Male BALB/c-nu/nu nude mice, [weighing 16–18 g, 4–6 weeks of age, purchased from the Center of Experimental Animals of Wuhan University, (Wuhan, China)] were caged in groups of six and fed with a standard diet and water ad libitum. The study was approved by the ethics committee of Remnin Hospital of Wuhan University. Cells (5×106 cells/mouse) were injected subcutaneously into the right dorsal area. When tumors grew to a mean volume of 160 mm3, the mice were treated were as follows: i) Control, 0.9% saline; ii) puerarin group, 30 mg/kg/day puerarin, iii) 5-FU group, 12 mg/kg/day 5-FU; iv) puerarin+5-FU group, combination of puerarin (30 mg/kg/day) and 5-FU (12 mg/kg/day), three times a week for three weeks. Tumor volume (TV) and weight were recorded every three days. TV was calculated by the following formula: TV (mm3) = d2 × D/2, where d and D are the shortest and longest diameters, respectively. Following three weeks of treatment, the mice were sacrificed by orbital sinus bleeding and the tumors were segregated and weighed. Liver and renal injury were measured through detection of the levels of alanine aminotransferase (ALT), aspartate aminotransferase (AST), blood urea nitrogen (BUN) and serum creatinine (Cr). The tumor tissues were harvested for pathological examination to confirm that they were the same type of tumor. The levels of apoptosis in the cells of the tumor xenograft were measured by terminal deoxynucleotidyl transferase dUTP nick end labeling (TUNEL) assay according to the manufacturer’s instructions (Roche Diagnostics, Branchburg, NJ, USA).

Statistical analysis

Statistical analyses were performed using SPSS software version 17.0 (SPSS, Inc., Chicago, IL, USA). All data are expressed as the mean ± the standard deviation. The mean values of the different groups were compared using non-parametric analysis (Mann-Whitney rank sum test), and a value of P<0.05 was considered to be statistically significant.

Results

Cytotoxic effects of puerarin and 5-FU on BGC-823 cells

After 48 h of drug exposure, growth of BGC-823 cells was clearly inhibited in a dose-dependent manner in vitro. As shown in Fig. 1, 20 μM 5-FU had an inhibition rate of 30.58%, which increased to 93.48% at 320 μM (Fig. 1A). The inhibition rates caused by puerarin were 35.90% (400 μM) and 96.51% (6,400 μM; Fig. 1B). Combined treatment with these two drugs significantly decreased the viability of BGC-823 cells compared with the effect of either drug used alone.

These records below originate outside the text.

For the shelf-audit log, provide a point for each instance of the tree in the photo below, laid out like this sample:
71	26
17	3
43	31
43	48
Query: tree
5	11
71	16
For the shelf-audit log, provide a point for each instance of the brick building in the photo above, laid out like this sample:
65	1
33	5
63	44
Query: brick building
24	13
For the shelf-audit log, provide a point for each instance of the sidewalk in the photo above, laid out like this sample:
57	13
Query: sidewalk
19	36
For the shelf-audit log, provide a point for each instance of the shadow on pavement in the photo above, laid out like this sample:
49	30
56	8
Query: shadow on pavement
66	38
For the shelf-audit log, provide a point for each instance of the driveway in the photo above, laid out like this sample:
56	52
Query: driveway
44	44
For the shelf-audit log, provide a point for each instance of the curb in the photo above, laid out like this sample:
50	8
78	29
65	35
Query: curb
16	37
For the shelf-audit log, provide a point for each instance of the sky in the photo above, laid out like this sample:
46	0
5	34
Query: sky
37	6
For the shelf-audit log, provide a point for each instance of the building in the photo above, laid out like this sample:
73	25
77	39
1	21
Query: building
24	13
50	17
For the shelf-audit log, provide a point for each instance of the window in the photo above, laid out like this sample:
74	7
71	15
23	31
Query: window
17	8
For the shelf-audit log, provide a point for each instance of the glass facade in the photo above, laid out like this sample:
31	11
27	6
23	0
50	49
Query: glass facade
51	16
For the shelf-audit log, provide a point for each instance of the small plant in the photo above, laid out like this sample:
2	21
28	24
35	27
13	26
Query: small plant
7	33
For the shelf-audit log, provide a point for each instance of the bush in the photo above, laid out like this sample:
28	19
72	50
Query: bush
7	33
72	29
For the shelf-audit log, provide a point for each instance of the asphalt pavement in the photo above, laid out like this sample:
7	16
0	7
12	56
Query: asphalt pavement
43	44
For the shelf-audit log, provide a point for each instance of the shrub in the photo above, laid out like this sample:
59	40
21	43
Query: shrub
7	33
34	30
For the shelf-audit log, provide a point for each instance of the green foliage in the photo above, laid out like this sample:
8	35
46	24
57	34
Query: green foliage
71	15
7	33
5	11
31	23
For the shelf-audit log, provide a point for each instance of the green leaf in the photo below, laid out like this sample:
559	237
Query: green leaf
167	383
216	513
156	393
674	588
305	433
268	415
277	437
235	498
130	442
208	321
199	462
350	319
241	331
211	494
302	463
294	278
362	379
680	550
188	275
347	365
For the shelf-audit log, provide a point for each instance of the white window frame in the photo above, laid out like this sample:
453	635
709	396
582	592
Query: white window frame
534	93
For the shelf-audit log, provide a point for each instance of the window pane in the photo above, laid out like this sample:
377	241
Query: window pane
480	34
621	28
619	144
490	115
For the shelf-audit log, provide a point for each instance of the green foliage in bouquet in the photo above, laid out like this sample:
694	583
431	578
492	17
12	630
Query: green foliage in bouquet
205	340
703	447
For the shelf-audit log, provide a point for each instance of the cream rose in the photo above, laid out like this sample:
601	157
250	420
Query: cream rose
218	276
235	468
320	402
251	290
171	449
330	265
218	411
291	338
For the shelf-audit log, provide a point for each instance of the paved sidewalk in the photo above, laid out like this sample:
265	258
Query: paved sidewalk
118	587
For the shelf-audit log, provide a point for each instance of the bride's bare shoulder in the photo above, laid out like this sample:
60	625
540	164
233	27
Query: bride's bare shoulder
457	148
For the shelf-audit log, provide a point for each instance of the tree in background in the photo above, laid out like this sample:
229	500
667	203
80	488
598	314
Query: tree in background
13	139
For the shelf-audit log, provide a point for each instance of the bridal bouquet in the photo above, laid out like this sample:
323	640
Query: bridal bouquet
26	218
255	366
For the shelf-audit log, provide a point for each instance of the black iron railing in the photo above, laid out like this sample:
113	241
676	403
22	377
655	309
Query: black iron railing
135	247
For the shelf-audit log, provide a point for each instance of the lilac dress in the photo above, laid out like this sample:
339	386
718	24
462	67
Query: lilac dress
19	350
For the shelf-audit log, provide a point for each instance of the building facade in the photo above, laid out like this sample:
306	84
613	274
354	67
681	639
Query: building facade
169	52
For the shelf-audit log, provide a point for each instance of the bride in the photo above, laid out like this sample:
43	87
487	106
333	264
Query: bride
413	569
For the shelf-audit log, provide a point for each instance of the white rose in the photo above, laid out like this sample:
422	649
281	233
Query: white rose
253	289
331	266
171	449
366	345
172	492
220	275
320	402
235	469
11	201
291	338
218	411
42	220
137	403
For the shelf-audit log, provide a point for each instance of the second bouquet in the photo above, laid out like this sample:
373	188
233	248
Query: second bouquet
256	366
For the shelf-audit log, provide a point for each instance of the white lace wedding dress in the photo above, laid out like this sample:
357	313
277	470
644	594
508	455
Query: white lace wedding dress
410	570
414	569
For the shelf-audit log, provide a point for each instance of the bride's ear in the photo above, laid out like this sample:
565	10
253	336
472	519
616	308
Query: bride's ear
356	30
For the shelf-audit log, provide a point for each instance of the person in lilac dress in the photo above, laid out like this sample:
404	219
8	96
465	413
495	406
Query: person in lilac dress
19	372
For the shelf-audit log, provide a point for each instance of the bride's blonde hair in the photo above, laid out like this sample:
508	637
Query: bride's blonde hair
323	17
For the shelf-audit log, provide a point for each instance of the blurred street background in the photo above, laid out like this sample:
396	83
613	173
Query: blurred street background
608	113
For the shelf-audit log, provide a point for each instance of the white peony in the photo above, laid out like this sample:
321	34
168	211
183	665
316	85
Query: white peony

Figure 1 Effect of puerarin or 5-FU alone on BGC-823 cells. The proliferation of BGC-823 cells was inhibited by (A) 5-FU and (B) puerarin in a dose-dependent manner (P<0.01 compared with 20 μM 5-FU and 400 μM puerarin, respectively). (C) The CI values were determined by the method by Chou and Talalay. As shown here, the CI values are <1 when the fractions affected are <0.8775. Thus, puerarin and 5-FU at certain concentrations had synergistic effects in inhibiting the proliferation of BGC-823 cells. 5-FU, 5-fluorouracil; CI, combination index; fa, fraction of the system affected by the dose.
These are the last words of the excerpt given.